Rockwell inszeniert mit leichter Hand, spielerisch, mit Witz und
guter Laune eine Tragikomödie zwischen Atlantik City
und La vie de Boheme. Eine augenzwinkernde Hommage an ein
lässig-selbstverliebtes Unterhaltungskino; einen postmodernen Jux
wollte er sich da machen, und der ist ihm (etwa anämisch und flapsig)
zwischen Jarmusch und spätem Kaurismaeki ganz gut gelungen.
Der
1924 geborene Claude Sautet gehört zu den Altmeistern eines cinema
de qualite des derzeitigen französischen Films. Ein guter,
eleganter metteur-en-scene in der zweiten Reihe, bekannt bei uns
u. a. mit Cesar und Rosalie oder Vincent, Francois,
Paul und die anderen. Der Zufall will es auf der Mostra, daß
einem die Musik, die in Edgar Reitz' Zweiter Heimat wie keine andere Kunst dominiert, auch bei Sautets Herz im
Winter wieder ausführlich begegnet ebenso die klassische
Dreiecks-Situation von Jules und Jim, nach der in den
60igern weniger vom Blatt des Romans als nach der Leinwand geliebt
wurde, auf die Truffauts zärtliches Schattenspiel mit Jeanne Moreau
und Oskar Werner fiel. Auch bei Sautet ist es die Frau, die stärkere,
wildere, verletzlichere Gefühle zeigt als die beiden Männer, die
sie an sich zieht. Eine Violinvirtuosin die schöne Querulantin
mit dem Porzellangesicht: Emmanuelle Béart beginnt eine Liaison
mit Maxime (André Dussolier) und Stephan (Danile Auteuil)
beäugt das Paar mißtrauisch. Maxime und Stéphane sind Kompagnons
eines Geschäfts für Streichinstrumente: Maxime verkauft, Stephan
stellt her. Er ist ein Künstler wie Camille: eben das ist die Tragik
der beiden.

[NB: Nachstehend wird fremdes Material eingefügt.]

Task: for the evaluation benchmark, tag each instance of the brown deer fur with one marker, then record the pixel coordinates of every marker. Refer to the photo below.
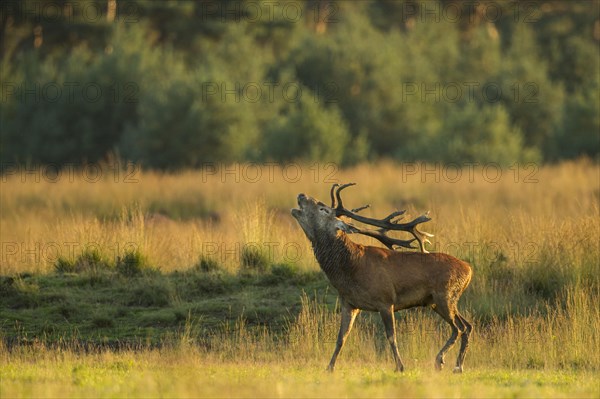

Die Kunst ist dem schweigsamen, in sich gekehrten Stephan:
ein Traum; die Virtuosin jedoch will die Erotik der
Musik in ihr wirkliches Leben holen. Die Hitze ihres Herzens um
beim Titel zu bleiben trifft auf das Herz im Winter,
zu dem Stephans Passion geworden ist. Wie er mit seinen Violinen
umgeht, so könnte er nie mehr eine Frau erkennen. Seine
Zärtlichkeit ist fetischisiert, gilt dem Holz, dem zart geschwungenen
Ding, dem Camille mit erotischer Leidenschaft in Ravels
vibrierend-aggressivem Trio ungeahnte Töne entlockt. Sautets Herz
im Winter wird mit Präzision und Kühle um nicht zu sagen:
klassizistischer Kälte als ein Ritual der Blicke erzählt. Blau
dominiert nicht nur die Hemden und Anzüge der beiden Männer: es
ist die Stimmungsfarbe dieser verfehlten Liebe, Augenblicke menschlicher
Wahrheit über nicht gelebte Leben, welche die Kunst aussaugte,
gespiegelt in einer polierten Welt mit preziös eingefaßten, abwesenden
Haltungen.
Der große alte Mann des afrikanischen Films, der Senegalese
Ousmane Sembene, verbirgt hinter dem Titel seines jüngsten Films
Guelwaar eine Parabel auf das Ende des unkorrumpierten
Afrikaners, der von den herrschenden Modernen umgebracht
und gleich zweimal von den Christen und den Moslems beerdigt wird.
Freilich ist der Regisseur, mit dem der Aufbruch Afrikas in die
Kinogeschichte begann, mit seinen ästhetischen Mitteln bei seinem
Anfang stehen geblieben. Die Botschaft hört man wohl, allein es
fehlt der Glaube an deren ästhetische Triftigkeit.
Der Rumäne
Dan Pita realisierte in Ceausescus Neuschwanstein, seinem
monstroesen Bukarester Haus des Volkes, der nicht fertiggestellt
wurde, die Parabel auf die Macht des Potentaten und die Revolte
gegen ihn. Immer wieder läßt Pita einen Aufzug an wechselnden
Szenen des Terrors, des Wahns und des Sadismus vorüberziehen, um
die Parabel vom Luxushotel (und seinem unterirdischen
Terror) zu visualisieren. Grand- Guignol auf rumänische Art, ein
spektakulärer Alptraum mit längst verbrauchten künstlerischen
Mitteln: halliges Gespenstertreiben in einer gigantischen Ruine.